Next they turned their fire upon the Turkish galleys, four of which they sank. Shortly afterwards, a ball struck the gallant young leader of the Turks, who, although previously several times wounded, had continued to fight in the front line. He fell dead, and his followers, disheartened by his fall and by the destruction of the bridge, at once abandoned their efforts, and rushed down to the foot of the breach. The terrible scene enacted at the repulse of the previous attack was now repeated. The concentrated fire of the guns of the defenders carried destruction into the crowded mass. Some gained the boats that still remained uninjured, and rowed for the opposite shore; the greater number rushed into the water and strove to recross it either by swimming or by the aid of the debris of the shattered boats. Their total loss was greater even than that suffered by them in the first attack, between two and three thousand being either killed or drowned, among them a number of their best officers. The amount of spoil, in the form of rich jewels and costly gold ornaments, found on the bodies of the dead piled on the breach, was very great.
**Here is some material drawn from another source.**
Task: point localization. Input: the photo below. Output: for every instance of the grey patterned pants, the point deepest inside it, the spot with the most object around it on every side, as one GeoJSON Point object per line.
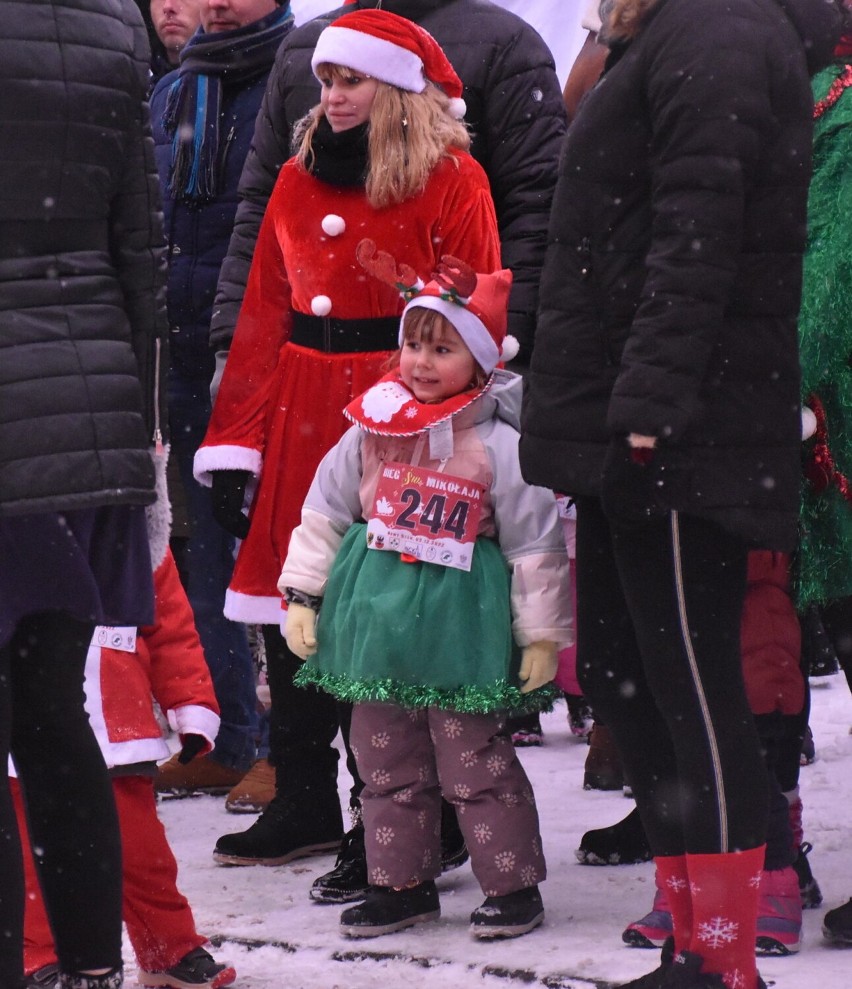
{"type": "Point", "coordinates": [407, 759]}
For three days after this terrible repulse the Turks were inactive, the pasha remaining shut up in his tent, refusing to see any one, or to issue orders. At the end of that time he roused himself from his stupor of grief and disappointment, and, abandoning the idea of any further attack upon the point that had cost him so dearly, he ordered the troops to move round and renew the attack upon the wall in front of the Jews' quarter, and commence the construction of a battery on the edge of the great ditch facing the retrenchment behind the breach before effected. The knights of Italy and Spain determined to seize the opportunity of retrieving the disgrace that had fallen upon them. At night they descended into the deep cutting, carrying across their ladders, and, silently mounting the opposite side, rushed with loud shouts into the unfinished battery. The Turks there, taken utterly by surprise, made but a slight resistance; a few were immediately cut down, and the rest fled panic stricken.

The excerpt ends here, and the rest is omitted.